Тут его монолог прервал Малиновский:

— Никита Сергеевич, американский президент говорил не об отказе, а о приостановке шпионских полетов. Через полгода его сменят, а что тогда — начинай все сначала? И извинений он нам не принес, а о том, чтобы наказать виновных, и речи нет. В общем, задачу, поставленную нам Президиумом, мы пока не выполнили.

Громыко попробовал вернуть разговор в прежнее русло:

— Это правильно, Родион Яковлевич. Признание Эйзенхауэра — скорее, полупризнание. Но ведь в дипломатии все происходит не так, как в танковом наступлении, — здесь все строится на полутонах. Заявление об отказе от полетов, сделанное даже в такой неполной форме, — важное достижение. Теперь, отталкиваясь от него, нам нужно расширить занятый плацдарм и добиваться дальнейших уступок от Эйзенхауэра. Тем более что он сам предложил начать двусторонние переговоры — значит, есть у него что-то еще за душой, где он может уступить…

Не угадал Громыко настроений Хозяина. Косо посмотрел на него Хрущев и бросил:

— Прав Родион. Это — не признание, и даже не полупризнание, а самая настоящая увертка от признания. Нас такое заявление удовлетворить не может. Прислужников империализма, может быть, оно и удовлетворит. Империалисты привыкли делать так, как поступали в старину русские купцы: мазали лакеям губы горчицей, а те говорили им спасибо и низко кланялись. Но мы с оскорблением мириться не будем, у нас есть гордость и достоинство. Думаю, нам спешить некуда — день еще большой. Да и завтрашний тоже. Сегодня мы всю вину свалили на американцев. Теперь ответ за ними. Если есть у них что за душой, как-нибудь на Божий свет выплывет. Если не сами принесут, то через Макмиллана передадут. Он сегодня уж очень убивался, что встреча ко дну идет. А если американцы с повинной не придут — этому совещанию не бывать. Вот наша тактика — она же и стратегия.
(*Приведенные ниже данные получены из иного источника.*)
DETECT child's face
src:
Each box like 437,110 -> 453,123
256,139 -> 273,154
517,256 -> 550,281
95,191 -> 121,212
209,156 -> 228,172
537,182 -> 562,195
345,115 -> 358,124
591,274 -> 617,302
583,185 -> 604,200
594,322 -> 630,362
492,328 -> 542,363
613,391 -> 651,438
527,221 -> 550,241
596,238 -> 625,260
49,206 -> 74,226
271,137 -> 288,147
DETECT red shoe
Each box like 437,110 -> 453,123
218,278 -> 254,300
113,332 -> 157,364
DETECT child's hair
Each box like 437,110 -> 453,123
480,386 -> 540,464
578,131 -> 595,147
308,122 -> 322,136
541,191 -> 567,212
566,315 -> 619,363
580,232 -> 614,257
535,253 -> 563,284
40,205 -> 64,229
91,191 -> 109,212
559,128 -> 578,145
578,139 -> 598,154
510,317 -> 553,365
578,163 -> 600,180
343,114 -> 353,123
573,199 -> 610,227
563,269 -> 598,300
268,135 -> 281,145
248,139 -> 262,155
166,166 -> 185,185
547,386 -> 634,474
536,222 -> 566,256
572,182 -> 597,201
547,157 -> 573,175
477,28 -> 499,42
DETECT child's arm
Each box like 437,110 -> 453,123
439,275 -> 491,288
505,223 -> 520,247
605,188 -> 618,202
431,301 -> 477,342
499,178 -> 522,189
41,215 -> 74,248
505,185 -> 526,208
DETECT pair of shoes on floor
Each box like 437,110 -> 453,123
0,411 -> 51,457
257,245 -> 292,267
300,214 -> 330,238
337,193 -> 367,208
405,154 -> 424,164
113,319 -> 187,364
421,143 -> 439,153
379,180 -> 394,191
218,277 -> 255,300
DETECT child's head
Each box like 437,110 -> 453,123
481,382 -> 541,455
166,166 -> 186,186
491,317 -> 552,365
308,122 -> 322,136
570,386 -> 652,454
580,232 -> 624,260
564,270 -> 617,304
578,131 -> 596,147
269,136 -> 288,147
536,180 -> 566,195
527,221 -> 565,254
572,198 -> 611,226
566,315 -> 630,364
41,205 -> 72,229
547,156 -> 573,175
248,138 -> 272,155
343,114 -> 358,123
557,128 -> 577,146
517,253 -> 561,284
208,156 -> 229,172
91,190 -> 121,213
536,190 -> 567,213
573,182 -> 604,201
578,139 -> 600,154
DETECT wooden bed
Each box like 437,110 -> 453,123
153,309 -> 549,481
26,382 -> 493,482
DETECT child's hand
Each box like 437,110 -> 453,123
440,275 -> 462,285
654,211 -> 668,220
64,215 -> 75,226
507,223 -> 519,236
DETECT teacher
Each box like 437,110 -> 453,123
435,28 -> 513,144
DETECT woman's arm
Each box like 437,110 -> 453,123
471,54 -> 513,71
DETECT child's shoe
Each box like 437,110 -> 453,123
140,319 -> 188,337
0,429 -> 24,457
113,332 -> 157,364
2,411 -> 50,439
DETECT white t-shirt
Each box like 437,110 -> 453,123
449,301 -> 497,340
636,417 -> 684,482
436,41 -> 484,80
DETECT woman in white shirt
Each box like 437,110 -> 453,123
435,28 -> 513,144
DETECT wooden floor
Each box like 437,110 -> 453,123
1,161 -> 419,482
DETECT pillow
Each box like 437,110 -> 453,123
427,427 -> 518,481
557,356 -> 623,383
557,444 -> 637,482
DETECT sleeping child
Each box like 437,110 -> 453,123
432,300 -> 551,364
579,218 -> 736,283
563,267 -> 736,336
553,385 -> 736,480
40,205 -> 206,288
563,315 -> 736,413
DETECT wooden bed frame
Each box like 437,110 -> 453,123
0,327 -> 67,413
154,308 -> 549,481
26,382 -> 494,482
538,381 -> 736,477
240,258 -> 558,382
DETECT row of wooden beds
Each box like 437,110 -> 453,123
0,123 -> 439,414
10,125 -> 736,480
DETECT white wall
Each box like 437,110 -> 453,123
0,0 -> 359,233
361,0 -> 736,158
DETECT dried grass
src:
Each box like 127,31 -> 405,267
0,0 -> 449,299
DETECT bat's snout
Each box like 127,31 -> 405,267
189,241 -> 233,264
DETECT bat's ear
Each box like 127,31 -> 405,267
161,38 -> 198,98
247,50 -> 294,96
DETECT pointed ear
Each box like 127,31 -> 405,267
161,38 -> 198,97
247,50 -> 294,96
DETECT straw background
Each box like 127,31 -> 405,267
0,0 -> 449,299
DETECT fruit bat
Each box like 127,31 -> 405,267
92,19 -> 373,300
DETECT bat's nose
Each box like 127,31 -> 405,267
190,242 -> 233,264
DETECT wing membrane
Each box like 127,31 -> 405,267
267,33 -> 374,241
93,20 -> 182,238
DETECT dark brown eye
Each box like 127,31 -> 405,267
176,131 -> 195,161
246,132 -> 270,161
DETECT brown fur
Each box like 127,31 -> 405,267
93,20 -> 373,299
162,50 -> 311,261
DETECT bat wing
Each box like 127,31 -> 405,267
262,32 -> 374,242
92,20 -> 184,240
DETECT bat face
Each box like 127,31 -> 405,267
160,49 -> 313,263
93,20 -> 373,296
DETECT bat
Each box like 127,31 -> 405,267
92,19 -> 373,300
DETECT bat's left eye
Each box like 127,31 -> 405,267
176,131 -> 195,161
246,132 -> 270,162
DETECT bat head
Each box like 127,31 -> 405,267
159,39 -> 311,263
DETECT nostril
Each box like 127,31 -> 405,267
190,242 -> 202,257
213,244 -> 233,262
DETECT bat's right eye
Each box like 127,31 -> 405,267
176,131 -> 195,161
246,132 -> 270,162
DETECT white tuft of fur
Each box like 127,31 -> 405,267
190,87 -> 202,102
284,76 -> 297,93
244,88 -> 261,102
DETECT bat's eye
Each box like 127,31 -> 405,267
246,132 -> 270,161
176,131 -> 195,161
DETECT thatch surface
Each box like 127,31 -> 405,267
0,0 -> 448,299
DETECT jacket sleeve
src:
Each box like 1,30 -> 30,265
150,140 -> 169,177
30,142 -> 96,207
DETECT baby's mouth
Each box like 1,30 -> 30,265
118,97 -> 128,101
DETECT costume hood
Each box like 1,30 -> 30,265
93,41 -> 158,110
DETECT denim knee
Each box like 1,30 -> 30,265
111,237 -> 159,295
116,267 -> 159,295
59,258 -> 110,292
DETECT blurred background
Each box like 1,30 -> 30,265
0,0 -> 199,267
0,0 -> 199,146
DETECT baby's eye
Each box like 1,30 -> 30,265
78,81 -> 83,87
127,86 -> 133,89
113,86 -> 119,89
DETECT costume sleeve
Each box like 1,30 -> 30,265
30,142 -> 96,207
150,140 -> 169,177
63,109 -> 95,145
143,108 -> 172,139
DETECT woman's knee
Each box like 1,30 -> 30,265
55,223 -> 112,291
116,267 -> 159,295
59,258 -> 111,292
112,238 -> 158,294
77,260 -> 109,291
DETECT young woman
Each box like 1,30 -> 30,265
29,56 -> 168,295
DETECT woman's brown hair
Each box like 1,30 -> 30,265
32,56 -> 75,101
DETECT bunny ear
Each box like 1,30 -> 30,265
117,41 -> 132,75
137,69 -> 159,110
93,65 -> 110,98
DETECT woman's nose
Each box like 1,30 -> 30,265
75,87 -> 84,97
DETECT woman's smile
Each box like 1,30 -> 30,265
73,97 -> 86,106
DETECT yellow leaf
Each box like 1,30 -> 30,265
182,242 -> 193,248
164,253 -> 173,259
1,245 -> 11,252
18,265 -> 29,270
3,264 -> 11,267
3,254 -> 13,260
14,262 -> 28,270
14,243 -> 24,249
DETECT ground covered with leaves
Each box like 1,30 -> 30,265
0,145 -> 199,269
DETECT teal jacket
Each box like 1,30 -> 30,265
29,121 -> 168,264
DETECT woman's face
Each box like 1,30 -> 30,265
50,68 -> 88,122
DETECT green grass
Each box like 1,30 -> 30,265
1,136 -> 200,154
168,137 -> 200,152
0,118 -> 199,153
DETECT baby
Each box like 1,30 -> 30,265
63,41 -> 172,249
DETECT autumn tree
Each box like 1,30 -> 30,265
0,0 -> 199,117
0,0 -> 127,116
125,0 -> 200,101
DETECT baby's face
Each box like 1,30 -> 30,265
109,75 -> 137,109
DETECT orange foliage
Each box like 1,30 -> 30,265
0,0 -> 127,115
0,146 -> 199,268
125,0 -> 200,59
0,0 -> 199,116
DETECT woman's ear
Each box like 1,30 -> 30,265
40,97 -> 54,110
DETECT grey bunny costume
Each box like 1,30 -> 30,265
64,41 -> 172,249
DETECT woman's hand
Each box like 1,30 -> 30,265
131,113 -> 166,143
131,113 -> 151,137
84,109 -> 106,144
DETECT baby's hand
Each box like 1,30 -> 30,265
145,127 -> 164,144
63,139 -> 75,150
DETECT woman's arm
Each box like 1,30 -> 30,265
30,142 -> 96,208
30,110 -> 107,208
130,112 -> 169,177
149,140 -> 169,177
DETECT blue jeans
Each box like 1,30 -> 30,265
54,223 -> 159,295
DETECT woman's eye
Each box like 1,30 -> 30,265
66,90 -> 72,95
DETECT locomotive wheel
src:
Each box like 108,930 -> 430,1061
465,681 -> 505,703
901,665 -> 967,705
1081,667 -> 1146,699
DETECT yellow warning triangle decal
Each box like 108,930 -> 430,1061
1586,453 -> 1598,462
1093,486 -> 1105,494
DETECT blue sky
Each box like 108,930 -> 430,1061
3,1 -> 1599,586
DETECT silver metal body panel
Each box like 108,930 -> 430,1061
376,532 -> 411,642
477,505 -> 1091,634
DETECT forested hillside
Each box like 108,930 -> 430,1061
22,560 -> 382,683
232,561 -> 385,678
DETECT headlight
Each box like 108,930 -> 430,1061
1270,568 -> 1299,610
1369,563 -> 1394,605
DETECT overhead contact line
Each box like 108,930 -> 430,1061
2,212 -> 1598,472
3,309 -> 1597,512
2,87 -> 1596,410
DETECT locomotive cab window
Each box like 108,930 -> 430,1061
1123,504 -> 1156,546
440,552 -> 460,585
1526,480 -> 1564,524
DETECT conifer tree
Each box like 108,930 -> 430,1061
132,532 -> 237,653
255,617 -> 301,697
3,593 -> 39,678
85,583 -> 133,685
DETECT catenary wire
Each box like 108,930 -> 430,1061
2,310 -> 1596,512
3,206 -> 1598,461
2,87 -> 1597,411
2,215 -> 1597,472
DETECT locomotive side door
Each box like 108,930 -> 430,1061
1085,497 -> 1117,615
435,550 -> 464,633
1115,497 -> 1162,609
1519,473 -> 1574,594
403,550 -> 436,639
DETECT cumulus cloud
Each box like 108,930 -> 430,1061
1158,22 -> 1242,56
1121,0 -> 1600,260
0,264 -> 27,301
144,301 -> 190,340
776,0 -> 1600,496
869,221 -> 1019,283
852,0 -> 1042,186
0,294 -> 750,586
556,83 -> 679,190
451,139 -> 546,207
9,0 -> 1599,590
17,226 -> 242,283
После этого Никита Сергеевич заявил, что пойдет соснуть часок.

А в это время в особняке американского посла на улице Иена происходили следующие события. Подъехала вереница машин, и взбешенный президент буквально ворвался в дом с криком:

— Можно подумать, что это мы виноваты в том, что произошло в Венгрии!

Видимо, спало напряжение трехчасовых переговоров, и он дал теперь волю чувствам. Обычно спокойный и доброжелательный, Эйзенхауэр бежал вверх по лестнице и выкрикивал:

— Я сыт по горло! Я сыт по горло!

Больше всего его возмущало бесстыдство и притворство Хрущева.

— Да он просто сукин сын, — причитал президент. — Приехал в Париж с позицией бескомпромиссной и оскорбительной для Соединенных Штатов только для того, чтобы произвести впечатление в Кремле… Что? Хрущев берет назад приглашение приехать в Россию? Прекрасно! Это только освобождает меня от хлопот самому отклонить это приглашение.